The dissident National Council of Resistance of Iran (NCRI) exposed Iran’s uranium enrichment plant at Natanz and a heavy water facility at Arak in 2002. But analysts say it has a mixed track record and a clear political agenda. Iran says allegations of nuclear bomb research are baseless and forged by its enemies.

Iran and six world powers are to meet in Vienna next week as part of efforts to end a protracted and volatile impasse over Tehran’s nuclear program, ahead of a Nov. 24 deadline for a comprehensive diplomatic settlement.

The Islamic Republic says its nuclear energy program is a peaceful project to generate electricity.

Citing information from sources inside Iran, the Paris-based NCRI said a nuclear weaponisation research and planning center called the Organisation of Defensive Innovation and Research (SPND) was shifted in July to a secure site in a defense ministry complex about 1.5 km (1 mile) from its former location. The NCRI had reported in October 2013 that Iran had begun moving the center.

It said the SPND, which was mentioned in a U.N. nuclear agency report in 2011, had also reduced the profile of its chief Mohsen Fakhrizadeh, whose office was now at separate location. To help divert attention from key elements of the center, it said, Iran had left “non-sensitive” sections at the old site.

The United States added the SPND to its sanctions list in late August. The move came after Iran failed to meet an Aug. 25 deadline to answer questions from the U.N. International Atomic Energy Agency (IAEA) about suspected nuclear bomb research.

“The fact this operation is working at full speed and that Fakhrizadeh is running the apparatus shows Iran does not want to be transparent in its nuclear program to the IAEA,” NCRI spokesman Shahin Gobadi said.

“PRIMARILY RESPONSIBLE”

The U.S. State Department said on Aug. 29 the SPND “is primarily responsible for research in the field of nuclear weapons development” in Iran. It said it was run by Fakhrizadeh, who is on U.N. and U.S. sanctions lists, after “managing activities useful in the development of a nuclear explosive device”.

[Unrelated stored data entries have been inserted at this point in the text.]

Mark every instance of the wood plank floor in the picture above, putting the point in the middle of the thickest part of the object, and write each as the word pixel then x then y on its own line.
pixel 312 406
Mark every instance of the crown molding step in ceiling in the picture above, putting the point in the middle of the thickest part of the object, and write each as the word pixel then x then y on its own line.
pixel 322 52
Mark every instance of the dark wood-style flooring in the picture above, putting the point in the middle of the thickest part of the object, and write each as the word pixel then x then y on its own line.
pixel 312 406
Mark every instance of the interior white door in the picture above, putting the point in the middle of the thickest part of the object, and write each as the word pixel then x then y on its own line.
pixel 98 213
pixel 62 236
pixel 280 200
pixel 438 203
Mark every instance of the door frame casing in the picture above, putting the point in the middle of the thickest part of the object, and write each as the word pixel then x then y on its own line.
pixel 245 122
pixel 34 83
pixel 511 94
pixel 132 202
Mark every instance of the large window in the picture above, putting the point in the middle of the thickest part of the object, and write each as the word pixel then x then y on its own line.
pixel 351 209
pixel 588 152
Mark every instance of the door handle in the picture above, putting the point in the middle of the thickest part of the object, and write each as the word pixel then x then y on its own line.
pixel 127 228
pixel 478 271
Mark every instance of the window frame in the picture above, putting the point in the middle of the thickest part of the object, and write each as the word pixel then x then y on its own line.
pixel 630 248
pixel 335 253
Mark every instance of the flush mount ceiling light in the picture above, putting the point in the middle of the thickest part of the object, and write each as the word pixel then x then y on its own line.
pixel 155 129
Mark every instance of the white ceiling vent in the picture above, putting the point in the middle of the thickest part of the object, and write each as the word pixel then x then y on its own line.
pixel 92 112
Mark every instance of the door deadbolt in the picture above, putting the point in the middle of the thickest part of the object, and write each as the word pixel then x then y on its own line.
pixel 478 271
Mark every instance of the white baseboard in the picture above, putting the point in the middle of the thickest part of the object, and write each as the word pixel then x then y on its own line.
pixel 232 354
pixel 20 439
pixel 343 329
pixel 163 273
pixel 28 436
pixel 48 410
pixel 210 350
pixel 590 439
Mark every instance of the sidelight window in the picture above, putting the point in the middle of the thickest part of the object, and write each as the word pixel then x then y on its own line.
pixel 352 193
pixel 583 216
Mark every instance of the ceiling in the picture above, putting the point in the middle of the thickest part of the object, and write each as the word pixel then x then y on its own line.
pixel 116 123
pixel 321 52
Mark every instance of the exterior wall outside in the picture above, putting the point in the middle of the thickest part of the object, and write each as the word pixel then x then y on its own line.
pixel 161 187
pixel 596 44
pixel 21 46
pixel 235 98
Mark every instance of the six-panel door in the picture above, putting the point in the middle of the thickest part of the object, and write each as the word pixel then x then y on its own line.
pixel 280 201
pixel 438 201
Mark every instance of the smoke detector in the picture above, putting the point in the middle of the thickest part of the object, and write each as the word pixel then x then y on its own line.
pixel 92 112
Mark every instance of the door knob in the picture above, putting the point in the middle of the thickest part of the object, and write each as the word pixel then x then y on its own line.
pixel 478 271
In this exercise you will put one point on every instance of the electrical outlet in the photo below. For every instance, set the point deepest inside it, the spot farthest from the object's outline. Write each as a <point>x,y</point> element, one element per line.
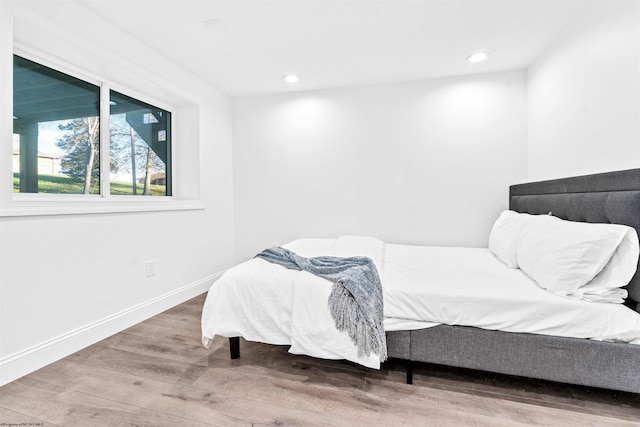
<point>150,268</point>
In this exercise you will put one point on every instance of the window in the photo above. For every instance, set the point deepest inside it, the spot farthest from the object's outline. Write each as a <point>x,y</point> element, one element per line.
<point>139,153</point>
<point>57,137</point>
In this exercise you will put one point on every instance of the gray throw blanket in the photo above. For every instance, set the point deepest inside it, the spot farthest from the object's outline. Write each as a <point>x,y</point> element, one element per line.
<point>355,302</point>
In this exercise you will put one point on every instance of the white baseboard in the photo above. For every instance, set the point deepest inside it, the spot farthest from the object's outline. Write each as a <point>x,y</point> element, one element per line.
<point>26,361</point>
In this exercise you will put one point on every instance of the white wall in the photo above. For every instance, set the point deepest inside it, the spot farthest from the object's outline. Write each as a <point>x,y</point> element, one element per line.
<point>426,162</point>
<point>584,95</point>
<point>69,280</point>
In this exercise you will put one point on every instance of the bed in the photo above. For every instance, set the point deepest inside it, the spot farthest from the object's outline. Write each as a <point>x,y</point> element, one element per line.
<point>288,313</point>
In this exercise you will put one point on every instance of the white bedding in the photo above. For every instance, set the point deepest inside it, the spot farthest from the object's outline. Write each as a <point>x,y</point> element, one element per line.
<point>423,286</point>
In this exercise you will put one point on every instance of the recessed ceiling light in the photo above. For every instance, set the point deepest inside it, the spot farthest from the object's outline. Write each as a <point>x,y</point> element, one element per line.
<point>213,23</point>
<point>478,57</point>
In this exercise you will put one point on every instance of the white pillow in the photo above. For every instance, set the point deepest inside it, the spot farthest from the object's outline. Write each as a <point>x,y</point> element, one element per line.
<point>618,272</point>
<point>505,235</point>
<point>562,256</point>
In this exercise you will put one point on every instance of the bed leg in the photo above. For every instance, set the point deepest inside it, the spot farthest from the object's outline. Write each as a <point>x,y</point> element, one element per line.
<point>234,347</point>
<point>409,372</point>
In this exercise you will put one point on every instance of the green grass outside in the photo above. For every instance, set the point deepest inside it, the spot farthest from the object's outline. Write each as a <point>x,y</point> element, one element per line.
<point>63,184</point>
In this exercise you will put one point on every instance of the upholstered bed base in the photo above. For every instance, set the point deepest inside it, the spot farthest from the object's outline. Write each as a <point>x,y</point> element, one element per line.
<point>612,197</point>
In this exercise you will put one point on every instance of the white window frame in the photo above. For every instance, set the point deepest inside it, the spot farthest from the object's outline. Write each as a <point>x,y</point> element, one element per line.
<point>36,204</point>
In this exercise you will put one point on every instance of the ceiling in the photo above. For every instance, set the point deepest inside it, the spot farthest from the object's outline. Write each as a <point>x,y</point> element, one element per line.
<point>245,47</point>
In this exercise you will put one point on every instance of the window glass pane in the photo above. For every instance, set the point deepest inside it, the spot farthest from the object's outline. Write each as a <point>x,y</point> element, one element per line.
<point>56,131</point>
<point>140,147</point>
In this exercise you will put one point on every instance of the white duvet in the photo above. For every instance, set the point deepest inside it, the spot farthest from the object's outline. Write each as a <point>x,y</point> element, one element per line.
<point>423,287</point>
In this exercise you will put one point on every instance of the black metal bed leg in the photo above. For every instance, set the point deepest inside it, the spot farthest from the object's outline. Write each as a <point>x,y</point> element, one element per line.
<point>234,347</point>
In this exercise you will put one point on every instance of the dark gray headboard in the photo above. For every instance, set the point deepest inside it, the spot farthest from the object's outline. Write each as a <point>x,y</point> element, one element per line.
<point>611,197</point>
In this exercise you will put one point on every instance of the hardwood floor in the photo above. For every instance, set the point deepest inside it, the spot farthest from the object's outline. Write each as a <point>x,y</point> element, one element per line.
<point>157,374</point>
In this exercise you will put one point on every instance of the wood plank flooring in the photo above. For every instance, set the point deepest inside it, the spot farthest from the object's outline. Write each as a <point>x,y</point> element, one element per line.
<point>158,374</point>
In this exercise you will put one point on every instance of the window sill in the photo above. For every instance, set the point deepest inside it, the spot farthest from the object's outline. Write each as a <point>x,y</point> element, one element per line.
<point>28,206</point>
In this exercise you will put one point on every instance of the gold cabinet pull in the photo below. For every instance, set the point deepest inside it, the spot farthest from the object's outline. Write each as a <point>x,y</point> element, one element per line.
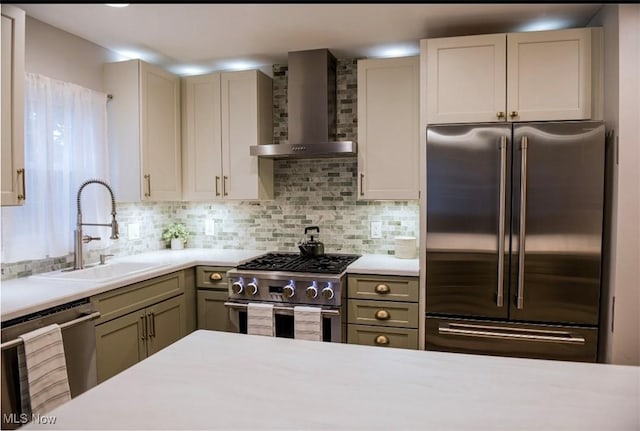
<point>144,327</point>
<point>23,196</point>
<point>382,289</point>
<point>152,326</point>
<point>382,315</point>
<point>147,177</point>
<point>381,340</point>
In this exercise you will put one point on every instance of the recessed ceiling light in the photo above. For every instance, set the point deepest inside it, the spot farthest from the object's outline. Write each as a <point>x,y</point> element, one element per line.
<point>545,24</point>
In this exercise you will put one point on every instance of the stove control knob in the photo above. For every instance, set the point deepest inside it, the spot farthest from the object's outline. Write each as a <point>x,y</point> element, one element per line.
<point>327,292</point>
<point>252,288</point>
<point>237,287</point>
<point>289,290</point>
<point>312,291</point>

Western officials and experts believe that Fakhrizadeh, a shadowy figure believed to be a senior officer in the elite Revolutionary Guards, has played a pivotal role in suspected Iranian work in the past to develop the means to assemble a nuclear bomb behind the facade of a declared civilian uranium enrichment program.

Gobadi said his group over the last month had handed a document to the IAEA detailing what the NCRI called Tehran’s concealment efforts. There was no immediate comment from the Vienna-based U.N. watchdog, which for years has been investigating alleged nuclear arms research by Tehran.

A high-level IAEA team is in Tehran for talks this week to make a new attempt soon to advance its long-running investigation. The Iranian embassy in Paris was not immediately available for comment on the NCRI report.